ECLI:NL:CRVB:2016:1097
Centrale Raad van Beroep
- Hoger beroep
- Rechtspraak.nl
Beoordeling van procesbelang in hoger beroep inzake bijstandsverlening na intrekking
In deze zaak heeft de Centrale Raad van Beroep op 29 maart 2016 uitspraak gedaan in hoger beroep tegen een eerdere uitspraak van de rechtbank Den Haag. De appellant, die bijstand ontving op basis van de Wet werk en bijstand (WWB), had zijn bijstandsverlening zien intrekken na een ontruiming van zijn woning op 6 mei 2014. Het college van burgemeester en wethouders van Den Haag had de bijstand opgeschort en later ingetrokken, waarna de appellant bezwaar had gemaakt. De rechtbank verklaarde het beroep van de appellant tegen het bestreden besluit niet-ontvankelijk, omdat er geen procesbelang meer zou zijn, aangezien de appellant inmiddels bijstand had gekregen met terugwerkende kracht.
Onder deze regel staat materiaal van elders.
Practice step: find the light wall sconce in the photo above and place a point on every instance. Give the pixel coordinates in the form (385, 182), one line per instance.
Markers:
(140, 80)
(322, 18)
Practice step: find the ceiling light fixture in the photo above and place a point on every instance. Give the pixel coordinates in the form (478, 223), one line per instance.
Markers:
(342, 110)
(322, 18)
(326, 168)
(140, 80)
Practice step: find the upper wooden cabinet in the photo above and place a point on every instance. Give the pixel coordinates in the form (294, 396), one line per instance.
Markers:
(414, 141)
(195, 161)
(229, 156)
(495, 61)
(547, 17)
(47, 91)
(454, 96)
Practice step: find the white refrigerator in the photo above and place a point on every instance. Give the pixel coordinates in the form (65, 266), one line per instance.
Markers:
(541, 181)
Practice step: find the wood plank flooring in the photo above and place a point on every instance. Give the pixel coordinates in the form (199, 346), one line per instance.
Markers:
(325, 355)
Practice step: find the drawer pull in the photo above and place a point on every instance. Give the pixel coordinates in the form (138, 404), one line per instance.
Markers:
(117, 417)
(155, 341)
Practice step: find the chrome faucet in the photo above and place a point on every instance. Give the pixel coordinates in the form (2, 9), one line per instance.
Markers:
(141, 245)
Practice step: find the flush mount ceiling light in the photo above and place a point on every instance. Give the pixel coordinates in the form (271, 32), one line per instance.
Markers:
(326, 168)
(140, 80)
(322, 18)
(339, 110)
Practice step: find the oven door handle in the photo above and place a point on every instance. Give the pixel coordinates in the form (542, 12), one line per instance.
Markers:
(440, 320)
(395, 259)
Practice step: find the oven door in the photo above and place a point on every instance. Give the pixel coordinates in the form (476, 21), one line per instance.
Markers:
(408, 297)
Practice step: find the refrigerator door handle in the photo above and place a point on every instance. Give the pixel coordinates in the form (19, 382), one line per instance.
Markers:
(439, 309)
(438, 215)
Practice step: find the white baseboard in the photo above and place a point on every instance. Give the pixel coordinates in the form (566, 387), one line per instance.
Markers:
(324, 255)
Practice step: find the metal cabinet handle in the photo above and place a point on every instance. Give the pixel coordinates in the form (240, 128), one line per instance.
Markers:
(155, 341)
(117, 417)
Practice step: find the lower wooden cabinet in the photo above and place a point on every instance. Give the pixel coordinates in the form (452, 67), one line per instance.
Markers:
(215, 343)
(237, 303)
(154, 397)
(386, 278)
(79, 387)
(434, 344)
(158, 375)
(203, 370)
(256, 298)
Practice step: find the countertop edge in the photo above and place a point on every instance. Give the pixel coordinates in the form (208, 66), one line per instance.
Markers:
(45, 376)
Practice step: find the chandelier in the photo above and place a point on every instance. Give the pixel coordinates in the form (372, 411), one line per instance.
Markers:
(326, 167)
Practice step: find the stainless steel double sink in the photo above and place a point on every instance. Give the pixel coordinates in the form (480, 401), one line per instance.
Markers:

In hoger beroep heeft de appellant betoogd dat hij wel degelijk procesbelang had, omdat hij niet op de hoogte was van een eerdere beslissing van het college die hem bijstand had verleend. De Raad heeft echter geoordeeld dat de rechtbank terecht heeft vastgesteld dat de appellant geen belang had bij de beoordeling van het beroep, omdat hij inmiddels bijstand ontving. De Raad heeft daarbij verwezen naar vaste rechtspraak over de vereisten voor procesbelang.
De uitspraak bevestigt dat het hoger beroep van de appellant niet slaagde en dat de eerdere uitspraak van de rechtbank in stand blijft. De Raad heeft geen aanleiding gezien voor een veroordeling in de proceskosten.